I see that this is the case for qemuDomainObjStopWorkerIter(), but
qemuDomainObjStopWorker() is also called by qemuProcessStop(). qemuProcessStop()
does not make any mutex lock/unlock, so you'll be assuming that all callers of
qemuProcessStop() will hold the mutex before calling it. One of them is qemuProcessInit(),
which calls qemuProcessStop() in the 'stop' jump, and there is no mutex lock
beforehand as well.
Now we're assuming that all callers of qemuProcessInit() are holding the mutex
lock beforehand. In a quick glance in the code I saw at least 2 instances that
this isn't the case, then we'll need to assume that the callers of those functions
are holding the mutex lock. So on and so forth.

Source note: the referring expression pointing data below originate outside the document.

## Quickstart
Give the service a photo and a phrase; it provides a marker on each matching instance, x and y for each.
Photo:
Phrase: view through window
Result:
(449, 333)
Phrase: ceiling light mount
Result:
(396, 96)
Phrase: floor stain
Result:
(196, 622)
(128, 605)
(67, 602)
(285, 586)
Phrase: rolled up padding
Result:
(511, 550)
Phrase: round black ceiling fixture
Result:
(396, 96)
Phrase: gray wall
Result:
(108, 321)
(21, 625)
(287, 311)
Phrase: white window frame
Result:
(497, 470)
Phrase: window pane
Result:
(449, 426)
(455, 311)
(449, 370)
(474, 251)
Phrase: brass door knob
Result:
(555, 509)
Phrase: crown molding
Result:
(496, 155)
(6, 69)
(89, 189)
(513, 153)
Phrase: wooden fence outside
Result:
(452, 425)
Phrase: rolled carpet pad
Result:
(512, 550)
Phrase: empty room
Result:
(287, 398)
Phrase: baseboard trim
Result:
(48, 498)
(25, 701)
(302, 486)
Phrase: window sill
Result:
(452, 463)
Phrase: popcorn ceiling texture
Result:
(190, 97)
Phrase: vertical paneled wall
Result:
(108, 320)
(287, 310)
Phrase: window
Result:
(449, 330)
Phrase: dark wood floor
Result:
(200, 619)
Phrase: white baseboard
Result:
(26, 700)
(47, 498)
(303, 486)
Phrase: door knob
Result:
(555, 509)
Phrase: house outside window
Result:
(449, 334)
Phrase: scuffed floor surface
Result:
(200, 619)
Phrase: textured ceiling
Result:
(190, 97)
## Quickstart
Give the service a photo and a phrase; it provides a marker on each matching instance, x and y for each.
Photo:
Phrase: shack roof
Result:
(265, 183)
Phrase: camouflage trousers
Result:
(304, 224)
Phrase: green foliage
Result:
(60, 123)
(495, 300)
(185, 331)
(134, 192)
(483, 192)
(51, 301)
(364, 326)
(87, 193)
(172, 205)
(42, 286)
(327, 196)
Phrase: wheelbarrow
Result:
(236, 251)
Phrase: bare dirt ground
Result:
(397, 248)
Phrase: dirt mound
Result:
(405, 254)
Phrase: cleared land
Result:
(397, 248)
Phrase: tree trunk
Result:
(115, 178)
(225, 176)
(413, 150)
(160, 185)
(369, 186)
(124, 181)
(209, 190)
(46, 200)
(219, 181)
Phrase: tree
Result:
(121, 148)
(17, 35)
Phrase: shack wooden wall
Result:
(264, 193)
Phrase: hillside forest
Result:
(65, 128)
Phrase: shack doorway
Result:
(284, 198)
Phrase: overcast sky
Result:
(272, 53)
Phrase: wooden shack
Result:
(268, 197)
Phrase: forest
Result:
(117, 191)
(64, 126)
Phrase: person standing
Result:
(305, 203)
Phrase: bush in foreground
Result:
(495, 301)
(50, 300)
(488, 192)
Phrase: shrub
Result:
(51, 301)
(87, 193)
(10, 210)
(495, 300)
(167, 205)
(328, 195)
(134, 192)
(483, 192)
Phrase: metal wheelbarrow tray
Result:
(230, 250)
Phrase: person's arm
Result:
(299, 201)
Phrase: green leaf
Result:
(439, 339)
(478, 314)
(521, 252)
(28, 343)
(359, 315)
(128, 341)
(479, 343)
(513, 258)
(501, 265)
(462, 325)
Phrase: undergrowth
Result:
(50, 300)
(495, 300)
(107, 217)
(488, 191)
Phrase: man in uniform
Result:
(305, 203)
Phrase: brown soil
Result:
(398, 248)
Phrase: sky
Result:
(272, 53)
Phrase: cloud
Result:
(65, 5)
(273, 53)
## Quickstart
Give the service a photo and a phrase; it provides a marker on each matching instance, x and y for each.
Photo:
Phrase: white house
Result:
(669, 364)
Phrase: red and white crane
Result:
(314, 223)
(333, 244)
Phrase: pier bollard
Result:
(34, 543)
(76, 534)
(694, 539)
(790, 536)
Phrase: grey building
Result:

Given that this code only makes sense when called from qemuDomainObjStopWorkerIter(),
I'd suggest removing the lock/unlock of this function (turning it into just a call
to qemuDomainObjStopWorker()) and move them inside the body of qemuDomainObjStopWorker(),
locking and unlocking the mutex inside the scope of the same function.
Hi, Daniel.

Actually all callers of qemuProcessStop hold the lock. Moreover they even hold  
job condition. And calling qemuProcessStop without lock/job condition would be  
a mistake AFIU (qemuConnectDomainXMLToNative is the only exception I see that   
holds the lock but not the job condition. But this function creates new vm      
object that is not shared with other threads) I understand you concern but      
there are precedents. Take a look for example virDomainObjListRemove. The       
lock requirements are documented for virDomainObjListRemove and I can do it for 
qemuDomainObjStopWorker too but it looks a bit over documenting to me.   

Nikolay